AI as Fuzzy Interface // BrXnd Dispatch vol. 36

On web scraping, net new ideas, and AI as glue.

Feb 15, 2024

You’re getting this email as a subscriber to the BrXnd Dispatch, a (roughly) weekly email at the intersection of brands and AI. 2024 conference planning is now in full swing. I’m looking for sponsors and speakers (including cool demos!). The initial round of conference invites went out to previous attendees. If you’re interested in attending, feel free to be in touch. As space is limited, I’m prioritizing attendees from brands first. If you work at an agency, just bring a client along. Ok … onto the newsletter.

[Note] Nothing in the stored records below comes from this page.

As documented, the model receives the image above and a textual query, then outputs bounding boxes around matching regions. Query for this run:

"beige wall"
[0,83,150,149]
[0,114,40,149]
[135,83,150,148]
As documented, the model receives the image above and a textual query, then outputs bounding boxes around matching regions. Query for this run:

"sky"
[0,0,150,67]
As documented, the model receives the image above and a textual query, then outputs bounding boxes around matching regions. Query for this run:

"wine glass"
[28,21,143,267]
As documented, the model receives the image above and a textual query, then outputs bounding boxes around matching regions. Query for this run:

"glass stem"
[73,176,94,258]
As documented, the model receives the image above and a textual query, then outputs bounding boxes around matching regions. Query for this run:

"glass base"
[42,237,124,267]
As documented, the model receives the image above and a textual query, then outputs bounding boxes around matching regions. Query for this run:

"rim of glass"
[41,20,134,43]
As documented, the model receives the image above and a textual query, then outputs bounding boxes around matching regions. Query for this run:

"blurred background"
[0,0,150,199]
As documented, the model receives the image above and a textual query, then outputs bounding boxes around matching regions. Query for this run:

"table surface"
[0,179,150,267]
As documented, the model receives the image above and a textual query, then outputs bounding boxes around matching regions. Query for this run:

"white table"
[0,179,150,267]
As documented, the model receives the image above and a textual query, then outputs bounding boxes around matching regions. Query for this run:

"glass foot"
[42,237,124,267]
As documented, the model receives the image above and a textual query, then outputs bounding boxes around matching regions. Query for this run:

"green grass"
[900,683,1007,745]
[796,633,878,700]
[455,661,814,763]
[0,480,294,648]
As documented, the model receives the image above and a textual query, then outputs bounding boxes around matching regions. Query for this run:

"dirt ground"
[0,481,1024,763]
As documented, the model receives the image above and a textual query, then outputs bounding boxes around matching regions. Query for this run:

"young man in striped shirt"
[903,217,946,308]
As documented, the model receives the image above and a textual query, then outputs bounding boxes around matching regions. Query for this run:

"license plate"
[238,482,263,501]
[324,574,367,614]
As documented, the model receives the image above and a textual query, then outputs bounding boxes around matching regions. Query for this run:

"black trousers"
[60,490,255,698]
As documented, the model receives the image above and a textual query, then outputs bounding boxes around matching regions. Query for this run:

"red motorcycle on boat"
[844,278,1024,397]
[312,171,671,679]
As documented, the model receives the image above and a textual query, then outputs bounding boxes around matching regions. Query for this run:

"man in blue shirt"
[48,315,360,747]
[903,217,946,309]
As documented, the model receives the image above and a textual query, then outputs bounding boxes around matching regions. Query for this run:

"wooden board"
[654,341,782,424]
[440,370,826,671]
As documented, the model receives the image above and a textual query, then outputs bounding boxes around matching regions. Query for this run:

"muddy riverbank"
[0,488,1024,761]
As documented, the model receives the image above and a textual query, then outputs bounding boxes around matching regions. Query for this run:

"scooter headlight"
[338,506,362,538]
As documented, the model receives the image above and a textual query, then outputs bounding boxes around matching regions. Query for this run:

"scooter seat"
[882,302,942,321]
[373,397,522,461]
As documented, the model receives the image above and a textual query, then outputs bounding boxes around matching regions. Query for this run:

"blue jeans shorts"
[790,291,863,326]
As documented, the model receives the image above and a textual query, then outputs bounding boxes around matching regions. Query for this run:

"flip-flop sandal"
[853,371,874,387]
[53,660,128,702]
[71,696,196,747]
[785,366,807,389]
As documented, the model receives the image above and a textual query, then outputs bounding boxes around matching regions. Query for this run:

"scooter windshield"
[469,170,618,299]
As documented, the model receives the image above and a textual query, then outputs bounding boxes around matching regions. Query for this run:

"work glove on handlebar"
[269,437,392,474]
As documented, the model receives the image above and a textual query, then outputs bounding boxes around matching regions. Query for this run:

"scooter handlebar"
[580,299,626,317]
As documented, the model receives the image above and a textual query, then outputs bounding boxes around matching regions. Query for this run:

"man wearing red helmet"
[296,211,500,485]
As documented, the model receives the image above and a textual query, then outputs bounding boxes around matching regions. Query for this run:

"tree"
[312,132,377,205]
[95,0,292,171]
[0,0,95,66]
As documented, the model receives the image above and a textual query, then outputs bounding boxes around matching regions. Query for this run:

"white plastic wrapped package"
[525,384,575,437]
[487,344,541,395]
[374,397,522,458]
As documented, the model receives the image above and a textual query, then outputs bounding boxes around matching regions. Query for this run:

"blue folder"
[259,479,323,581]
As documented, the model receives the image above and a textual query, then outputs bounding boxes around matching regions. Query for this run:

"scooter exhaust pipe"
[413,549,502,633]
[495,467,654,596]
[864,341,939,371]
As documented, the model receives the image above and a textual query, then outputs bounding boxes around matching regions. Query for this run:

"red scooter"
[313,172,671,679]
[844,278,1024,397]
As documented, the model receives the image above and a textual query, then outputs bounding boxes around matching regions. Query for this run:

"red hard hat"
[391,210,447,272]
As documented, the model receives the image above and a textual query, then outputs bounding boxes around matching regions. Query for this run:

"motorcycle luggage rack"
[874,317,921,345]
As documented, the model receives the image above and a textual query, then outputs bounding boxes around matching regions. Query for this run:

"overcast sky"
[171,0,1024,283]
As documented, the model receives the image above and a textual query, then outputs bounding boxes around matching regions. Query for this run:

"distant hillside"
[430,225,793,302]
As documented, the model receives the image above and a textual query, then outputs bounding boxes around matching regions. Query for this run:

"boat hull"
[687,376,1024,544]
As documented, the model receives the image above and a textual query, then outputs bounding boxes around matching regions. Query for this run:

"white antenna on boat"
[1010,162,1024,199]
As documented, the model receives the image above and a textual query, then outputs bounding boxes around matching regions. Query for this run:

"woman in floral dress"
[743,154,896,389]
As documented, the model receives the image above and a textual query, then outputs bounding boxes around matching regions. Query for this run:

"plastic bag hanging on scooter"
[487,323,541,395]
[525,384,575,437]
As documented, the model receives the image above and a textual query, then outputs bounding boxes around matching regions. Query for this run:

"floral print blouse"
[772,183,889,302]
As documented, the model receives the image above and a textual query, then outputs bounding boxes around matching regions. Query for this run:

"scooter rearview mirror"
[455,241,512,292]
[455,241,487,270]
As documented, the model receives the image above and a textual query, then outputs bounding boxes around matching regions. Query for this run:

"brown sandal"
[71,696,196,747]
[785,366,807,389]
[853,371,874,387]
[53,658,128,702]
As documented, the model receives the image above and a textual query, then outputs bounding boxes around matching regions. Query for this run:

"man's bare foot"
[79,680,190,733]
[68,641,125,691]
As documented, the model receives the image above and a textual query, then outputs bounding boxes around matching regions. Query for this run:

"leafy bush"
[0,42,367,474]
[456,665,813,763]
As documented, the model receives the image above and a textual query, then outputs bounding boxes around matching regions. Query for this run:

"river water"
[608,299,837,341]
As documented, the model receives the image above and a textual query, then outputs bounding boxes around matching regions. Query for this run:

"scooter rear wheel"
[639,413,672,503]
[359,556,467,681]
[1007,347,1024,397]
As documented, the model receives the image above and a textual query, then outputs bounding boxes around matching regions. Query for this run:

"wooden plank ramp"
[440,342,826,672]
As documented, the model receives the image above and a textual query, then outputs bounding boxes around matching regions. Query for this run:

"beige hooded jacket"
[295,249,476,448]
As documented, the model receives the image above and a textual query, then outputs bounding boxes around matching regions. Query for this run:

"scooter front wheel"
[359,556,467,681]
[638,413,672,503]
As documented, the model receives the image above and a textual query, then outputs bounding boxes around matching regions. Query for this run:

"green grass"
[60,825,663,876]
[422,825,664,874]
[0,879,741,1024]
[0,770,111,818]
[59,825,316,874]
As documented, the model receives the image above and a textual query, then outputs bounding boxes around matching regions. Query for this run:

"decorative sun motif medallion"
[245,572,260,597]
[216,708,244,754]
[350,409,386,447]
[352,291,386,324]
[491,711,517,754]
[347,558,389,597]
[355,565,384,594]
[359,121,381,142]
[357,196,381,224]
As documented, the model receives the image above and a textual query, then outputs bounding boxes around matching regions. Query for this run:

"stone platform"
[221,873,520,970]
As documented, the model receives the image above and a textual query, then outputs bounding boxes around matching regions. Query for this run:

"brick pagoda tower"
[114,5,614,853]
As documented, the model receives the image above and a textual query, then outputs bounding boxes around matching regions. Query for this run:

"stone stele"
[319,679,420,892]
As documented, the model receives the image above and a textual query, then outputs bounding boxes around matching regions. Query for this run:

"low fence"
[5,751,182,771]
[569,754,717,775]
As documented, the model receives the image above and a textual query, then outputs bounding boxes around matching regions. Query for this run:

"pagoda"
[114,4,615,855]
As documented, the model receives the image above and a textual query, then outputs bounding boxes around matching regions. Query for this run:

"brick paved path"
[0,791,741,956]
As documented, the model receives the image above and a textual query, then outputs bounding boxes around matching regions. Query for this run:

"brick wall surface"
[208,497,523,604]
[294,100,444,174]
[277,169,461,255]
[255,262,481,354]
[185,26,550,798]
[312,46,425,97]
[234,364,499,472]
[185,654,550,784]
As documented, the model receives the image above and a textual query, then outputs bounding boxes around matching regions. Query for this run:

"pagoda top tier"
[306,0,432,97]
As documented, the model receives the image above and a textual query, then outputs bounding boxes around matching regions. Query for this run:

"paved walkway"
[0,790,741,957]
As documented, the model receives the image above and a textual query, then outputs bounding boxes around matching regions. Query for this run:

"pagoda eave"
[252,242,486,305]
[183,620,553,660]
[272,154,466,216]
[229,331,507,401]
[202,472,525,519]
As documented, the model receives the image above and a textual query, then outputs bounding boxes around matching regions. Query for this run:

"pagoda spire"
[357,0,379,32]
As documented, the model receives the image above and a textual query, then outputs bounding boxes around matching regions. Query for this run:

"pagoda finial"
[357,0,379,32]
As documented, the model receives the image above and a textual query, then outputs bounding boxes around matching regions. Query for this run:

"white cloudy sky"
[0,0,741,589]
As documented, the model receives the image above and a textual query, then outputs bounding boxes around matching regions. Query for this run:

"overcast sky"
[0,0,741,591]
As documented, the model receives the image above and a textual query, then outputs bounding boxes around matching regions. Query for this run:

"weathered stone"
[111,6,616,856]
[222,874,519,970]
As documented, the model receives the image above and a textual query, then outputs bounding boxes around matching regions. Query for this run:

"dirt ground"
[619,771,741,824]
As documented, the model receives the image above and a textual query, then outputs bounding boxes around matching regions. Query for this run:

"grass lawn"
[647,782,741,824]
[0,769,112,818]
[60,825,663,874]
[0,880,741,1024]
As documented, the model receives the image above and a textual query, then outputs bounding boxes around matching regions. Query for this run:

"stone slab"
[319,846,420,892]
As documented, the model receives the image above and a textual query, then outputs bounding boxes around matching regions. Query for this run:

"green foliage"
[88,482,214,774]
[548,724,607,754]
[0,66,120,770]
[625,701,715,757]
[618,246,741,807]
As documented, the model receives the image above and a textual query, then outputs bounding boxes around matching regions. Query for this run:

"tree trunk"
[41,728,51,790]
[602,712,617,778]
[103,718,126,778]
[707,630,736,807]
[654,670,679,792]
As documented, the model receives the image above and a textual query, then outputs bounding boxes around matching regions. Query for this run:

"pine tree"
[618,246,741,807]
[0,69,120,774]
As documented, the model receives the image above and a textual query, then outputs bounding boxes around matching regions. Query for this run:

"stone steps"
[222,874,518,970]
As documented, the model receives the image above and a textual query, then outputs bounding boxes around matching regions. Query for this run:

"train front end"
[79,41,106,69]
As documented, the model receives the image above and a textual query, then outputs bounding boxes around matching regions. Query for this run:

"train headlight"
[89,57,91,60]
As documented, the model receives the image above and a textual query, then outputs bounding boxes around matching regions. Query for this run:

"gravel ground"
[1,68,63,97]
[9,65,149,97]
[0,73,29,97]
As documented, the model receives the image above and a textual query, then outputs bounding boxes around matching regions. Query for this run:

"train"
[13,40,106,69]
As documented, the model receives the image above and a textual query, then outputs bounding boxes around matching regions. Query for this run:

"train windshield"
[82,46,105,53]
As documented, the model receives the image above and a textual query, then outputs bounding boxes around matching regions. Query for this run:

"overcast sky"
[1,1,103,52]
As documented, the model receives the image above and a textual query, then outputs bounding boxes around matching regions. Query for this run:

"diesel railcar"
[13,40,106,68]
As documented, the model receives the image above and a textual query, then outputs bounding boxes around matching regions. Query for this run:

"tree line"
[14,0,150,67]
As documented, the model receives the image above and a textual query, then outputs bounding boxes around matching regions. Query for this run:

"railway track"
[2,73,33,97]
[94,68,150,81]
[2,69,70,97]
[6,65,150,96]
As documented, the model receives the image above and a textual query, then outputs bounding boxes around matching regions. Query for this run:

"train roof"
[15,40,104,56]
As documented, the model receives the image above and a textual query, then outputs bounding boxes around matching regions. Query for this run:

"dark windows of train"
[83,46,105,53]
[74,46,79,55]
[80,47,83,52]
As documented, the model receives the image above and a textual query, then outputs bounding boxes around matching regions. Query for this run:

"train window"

First, a bit of business: If you received an early bird invite, you only have until the end of this week to buy your ticket before they’re opened up further. To those who didn’t get an early bird invite, I plan to open up tickets on Monday and make my first set of speaker announcements.

Second, today’s edition is a bit more technical than usual, but I suggest trying to read through it. While I’m aware many of you don’t write code, the concepts here are pretty universal, and I hope speak to what these models are best at and the kind of work they open up.

One of my go-to AI use cases is data extraction. I first discovered this when I was building my Marketing x AI Landscape way back when, and I wanted to do price comparisons. I scraped each pricing page from each vendor and then sent it through the GPT-3 API (at the time) to turn it into structured data. This has legitimately opened up a world of use cases for me, and it’s something I do enough of that I’ve actually built a separate product that I might one day make available to others that has the sole purpose of taking a data schema and a URL and doing all the scraping and extraction.

When people talk about AI, they often focus on replacing work they’re already doing, but the thing about this particular use case for me is that it opens up a whole world of interesting projects that I would have just entirely skipped because getting at the data would have sucked.

One of those projects is building a product recommendation site based on my newsletter Why is this interesting? (WITI). If you’re not familiar with WITI, it goes out daily to about 25,000 subscribers, and we (Colin Nagy and myself) bill it as aimed at the intellectually omnivorous. We have many guest posts, and after 1,500 emails, we have quite a catalog of ideas and product recommendations buried in each issue’s 750 words.

But I certainly don’t feel like digging through over one million words to get at the products inside, so I finally got around to working through building an extraction pipeline using AI (mostly GPT 3.5 and 4). To me, this is a perfect use case: take some unstructured data and ask the model to structure it.

A big thank you to our first 2024 sponsors: Brandguard is the world’s #1 AI-powered brand governance platform, Focaldata is combining LLMs with qualitative research in fascinating ways, and Redscout is a strategy and design consultancy that partners with founders, CEOs, and CMOs at moments of inflection for their organizations. If you’re interested in sponsoring the 2024 event, please be in touch.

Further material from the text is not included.